Published by the National Center on Educational Outcomes
Number 17 / November 2003
Prepared by Rachel Quenemoen and Scott Marion
Any or all portions of this document may be reproduced and distributed without prior permission, provided the source is cited as:
Quenemoen, R., & Marion, S. (2003). Rethinking basic assumptions of test development: Assessment frameworks for inclusive accountability tests (Policy Directions No. 17). Minneapolis, MN: University of Minnesota, National Center on Educational Outcomes. Retrieved [today's date], from the World Wide Web: http://cehd.umn.edu/NCEO/OnlinePubs/Policy17.htm
For the No Child Left Behind Act of 2001 (NCLB), states are required to assess the achievement of all students on state-defined grade level content standards. They are to use the results to hold schools, and the state, accountable for all students achieving state-defined proficiency on grade-level content by the year 2014. Schools and the state are to show "adequate yearly progress" (AYP) toward reaching that goal in the meantime. Results from each year’s assessment of student achievement can be used to redesign instructional programs so that more students are successful each year.
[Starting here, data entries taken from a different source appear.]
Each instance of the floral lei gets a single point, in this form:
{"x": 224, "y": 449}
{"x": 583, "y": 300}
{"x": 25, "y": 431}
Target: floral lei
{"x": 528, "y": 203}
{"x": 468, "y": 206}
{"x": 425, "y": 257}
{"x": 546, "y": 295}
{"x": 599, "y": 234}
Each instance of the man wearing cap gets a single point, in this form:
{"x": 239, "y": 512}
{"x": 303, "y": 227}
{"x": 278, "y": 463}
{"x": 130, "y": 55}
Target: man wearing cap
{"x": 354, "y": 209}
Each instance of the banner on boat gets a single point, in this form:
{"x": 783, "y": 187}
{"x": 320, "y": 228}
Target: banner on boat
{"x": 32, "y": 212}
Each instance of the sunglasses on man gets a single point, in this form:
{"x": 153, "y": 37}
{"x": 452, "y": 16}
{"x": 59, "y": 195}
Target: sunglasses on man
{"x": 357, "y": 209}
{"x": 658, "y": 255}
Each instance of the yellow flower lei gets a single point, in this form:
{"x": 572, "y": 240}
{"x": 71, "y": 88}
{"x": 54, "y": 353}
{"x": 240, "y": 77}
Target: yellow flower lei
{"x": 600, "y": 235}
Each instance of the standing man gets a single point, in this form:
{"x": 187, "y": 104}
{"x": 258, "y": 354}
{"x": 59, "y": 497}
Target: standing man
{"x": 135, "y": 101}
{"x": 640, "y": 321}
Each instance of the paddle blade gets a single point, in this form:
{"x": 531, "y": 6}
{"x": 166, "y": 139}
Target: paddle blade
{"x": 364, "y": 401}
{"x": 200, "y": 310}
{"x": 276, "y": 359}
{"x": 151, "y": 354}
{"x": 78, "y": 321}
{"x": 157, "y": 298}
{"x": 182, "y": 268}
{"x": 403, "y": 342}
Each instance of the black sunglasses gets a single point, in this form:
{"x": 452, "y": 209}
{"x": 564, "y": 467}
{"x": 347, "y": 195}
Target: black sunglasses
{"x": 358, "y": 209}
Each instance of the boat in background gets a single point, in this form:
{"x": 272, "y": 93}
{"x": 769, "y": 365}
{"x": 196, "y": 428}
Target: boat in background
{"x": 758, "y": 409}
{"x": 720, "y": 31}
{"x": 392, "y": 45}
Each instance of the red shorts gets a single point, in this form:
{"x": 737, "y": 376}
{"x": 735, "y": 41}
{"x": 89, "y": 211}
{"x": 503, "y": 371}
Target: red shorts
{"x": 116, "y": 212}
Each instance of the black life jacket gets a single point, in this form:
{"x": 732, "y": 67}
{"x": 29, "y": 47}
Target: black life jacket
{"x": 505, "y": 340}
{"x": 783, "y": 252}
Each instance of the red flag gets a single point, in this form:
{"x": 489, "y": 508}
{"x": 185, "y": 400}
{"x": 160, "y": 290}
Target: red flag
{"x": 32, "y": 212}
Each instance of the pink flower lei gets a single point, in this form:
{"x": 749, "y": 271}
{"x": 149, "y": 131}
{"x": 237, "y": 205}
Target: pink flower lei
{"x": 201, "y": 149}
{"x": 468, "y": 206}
If educators were asked today whether all students are achieving at the proficiency level expected by 2014, virtually no educator in the U.S. could say yes. Some would say that the goal is unrealistic; others would say that fundamental changes in instructional approaches, structures, and budgets have to occur to make the goal achievable.
Some educators see a need to improve assessments so that they inform instruction on grade level content. These educators are calling for assessments based on a limited number of clearly defined and important constructs that reflect what all students should know and be able to do at grade level, and that are constructed to yield unambiguous evidence of whether groups or classrooms of students have mastered those constructs at grade level. They are rethinking common assumptions about the entire test development process—from the definition of the constructs to be tested, through development, to implementation.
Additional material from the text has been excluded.